[llvm] r221009 - Correctly update dom-tree after loop vectorizer.

Michael Zolotukhin mzolotukhin at apple.com
Sat Nov 1 12:08:40 PDT 2014


Hi Eric,
> On Oct 31, 2014, at 5:58 PM, Eric Christopher <echristo at gmail.com> wrote:
> 
> Few comments:
> 
> Please remove unnecessary attributes from test cases.
Sure, I’ll try to trim them. Though this testcase is already reduced from a bigger one with bugpoint, so I assumed it’s already ultimately minimized.

> Also, can you explain why this is the correct fix?
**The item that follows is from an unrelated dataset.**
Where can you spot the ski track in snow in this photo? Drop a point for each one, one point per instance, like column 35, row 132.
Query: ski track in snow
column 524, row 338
Your commit message isn't enlightening and neither is the testcase.
There was some explanation in another thread, but I’ll try to reproduce it with a little history here.

Some time ago Chandler introduced a new flag ‘-extra-vectorizer-passes’, and I decided to run some benchmarks to see if there are any gains from it on my configuration. The extra passes are CSE, InstCombine, and SimplifyCFG invoked several times before and after the loop vectorizer pass. But with that flag several specs failed with “Broken function” error. I tried to find out, which pass is guilty and discover that after loop vectorizer don-tree info is incorrect. Fixing it then wasn’t hard.

Now back to why this fix is correct (that would be almost copy-paste from the other thread and from the source code).

Vectorizer generates the following CFG:
     [ ] <-- Back-edge taken count overflow check. <=== This is LoopBypassBlocks[0]
   /   |
  /    v
 |    [ ] <-- vector loop bypass (may consist of multiple blocks).
 |  /  |
 | /   v
 ||   [ ]     <-- vector pre header.
 ||    |
 ||    v
 ||   [  ] \
 ||   [  ]_|   <-- vector loop.
 ||    |
 | \   v
 |   >[ ]   <--- middle-block.
 |  /  |
 | /   v
 -|- >[ ]     <--- new preheader.
  |    |
  |    v
  |   [ ] \
  |   [ ]_|   <-- old scalar loop to handle remainder.
   \   |
    \  v
     [ ]  <-- exit block

In the past there was no overflow checks, and immediate dominator of 'exit block' was ‘middle block’. But later the check was added, which it introduced another edge to 'exit block', and 'middle block' stopped dominating exit block.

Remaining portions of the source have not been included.